How This Skill Works
It begins with Visibility—adding cost allocation tags, using cost management tools, and dashboards. Then Right-Sizing to eliminate idle resources and enable auto-scaling, followed by applying Pricing Models (RI, savings plans, spot) and finally Architecture Optimization through managed services, caching, and efficient data transfer.
When to Use It
- Reduce cloud spending
- Right-size resources
- Implement cost governance
- Optimize multi-cloud costs
- Meet budget constraints
Quick Start
- Step 1: Enable visibility by turning on cost management tools, apply standard tags, and build cost dashboards.
- Step 2: Analyze utilization to identify over-provisioned resources, then right-size and enable auto-scaling where feasible.
- Step 3: Choose pricing models (RI/Savings Plans/Spot) for appropriate workloads and set up budget alerts and dashboards.
Best Practices
- Implement cost allocation tags and use cost dashboards to improve visibility.
- Set up budget alerts and continuous monitoring to catch overruns early.
- Regularly right-size resources and remove idle assets; enable auto-scaling where appropriate.
- Apply pricing models (Reserved Instances, Savings Plans, Spot) judiciously for balance of cost and risk.
- Adopt architecture optimizations (managed services, caching, data transfer efficiency) to reduce recurring costs.
Example Use Cases
- AWS: Use Reserved Instances and Savings Plans to reduce EC2 costs while leveraging Spot for batch/CI workloads.

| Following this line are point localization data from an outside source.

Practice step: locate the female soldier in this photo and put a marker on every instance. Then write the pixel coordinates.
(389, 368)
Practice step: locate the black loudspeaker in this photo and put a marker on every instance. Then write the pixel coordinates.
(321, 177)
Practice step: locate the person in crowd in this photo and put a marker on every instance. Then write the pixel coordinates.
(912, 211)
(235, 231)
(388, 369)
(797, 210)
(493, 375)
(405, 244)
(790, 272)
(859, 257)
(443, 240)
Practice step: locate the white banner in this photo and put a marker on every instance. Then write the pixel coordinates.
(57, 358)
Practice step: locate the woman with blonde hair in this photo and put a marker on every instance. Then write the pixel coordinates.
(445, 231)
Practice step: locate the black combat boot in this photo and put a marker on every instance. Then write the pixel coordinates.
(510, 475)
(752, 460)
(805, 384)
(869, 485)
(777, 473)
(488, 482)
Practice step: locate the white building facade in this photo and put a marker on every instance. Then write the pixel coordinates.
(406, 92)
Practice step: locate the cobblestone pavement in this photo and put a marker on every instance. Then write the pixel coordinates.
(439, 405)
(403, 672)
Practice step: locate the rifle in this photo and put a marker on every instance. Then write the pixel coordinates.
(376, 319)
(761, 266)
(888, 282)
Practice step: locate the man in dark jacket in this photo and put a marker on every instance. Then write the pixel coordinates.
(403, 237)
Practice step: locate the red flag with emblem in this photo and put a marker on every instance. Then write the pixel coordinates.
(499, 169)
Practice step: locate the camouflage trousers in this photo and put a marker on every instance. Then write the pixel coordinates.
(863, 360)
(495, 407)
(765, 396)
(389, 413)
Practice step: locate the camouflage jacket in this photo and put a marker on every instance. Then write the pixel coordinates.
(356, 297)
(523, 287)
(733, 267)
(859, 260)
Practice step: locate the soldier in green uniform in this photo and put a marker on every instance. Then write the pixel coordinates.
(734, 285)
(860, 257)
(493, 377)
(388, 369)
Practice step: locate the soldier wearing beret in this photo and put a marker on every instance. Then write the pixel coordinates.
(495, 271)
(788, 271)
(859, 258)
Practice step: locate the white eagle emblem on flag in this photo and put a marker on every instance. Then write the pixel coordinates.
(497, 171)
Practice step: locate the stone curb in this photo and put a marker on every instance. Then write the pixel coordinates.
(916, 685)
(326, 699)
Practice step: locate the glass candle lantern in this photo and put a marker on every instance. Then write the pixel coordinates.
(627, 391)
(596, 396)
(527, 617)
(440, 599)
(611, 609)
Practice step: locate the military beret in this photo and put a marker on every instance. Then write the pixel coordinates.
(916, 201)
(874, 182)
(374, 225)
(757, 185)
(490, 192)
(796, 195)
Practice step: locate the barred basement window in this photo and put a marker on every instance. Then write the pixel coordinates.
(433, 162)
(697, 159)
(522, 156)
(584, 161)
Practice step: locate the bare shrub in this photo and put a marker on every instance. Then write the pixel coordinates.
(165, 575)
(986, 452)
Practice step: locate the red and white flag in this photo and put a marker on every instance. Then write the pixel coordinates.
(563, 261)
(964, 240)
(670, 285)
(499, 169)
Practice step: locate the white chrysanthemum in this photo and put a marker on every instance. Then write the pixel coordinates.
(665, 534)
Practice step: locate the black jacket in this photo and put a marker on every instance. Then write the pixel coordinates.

- AWS: Implement S3 lifecycle rules to transition to STANDARD_IA and GLACIER, trimming storage spend.
- Azure: Enable Hybrid Benefit and leverage Advisor recommendations to right-size VMs and delete unused resources.
- GCP: Apply Committed Use Discounts for steady workloads and Sustained Use Discounts for automatic savings.
- Cross-cloud: Enforce tagging standards and monitor spend with dashboards to drive cost governance.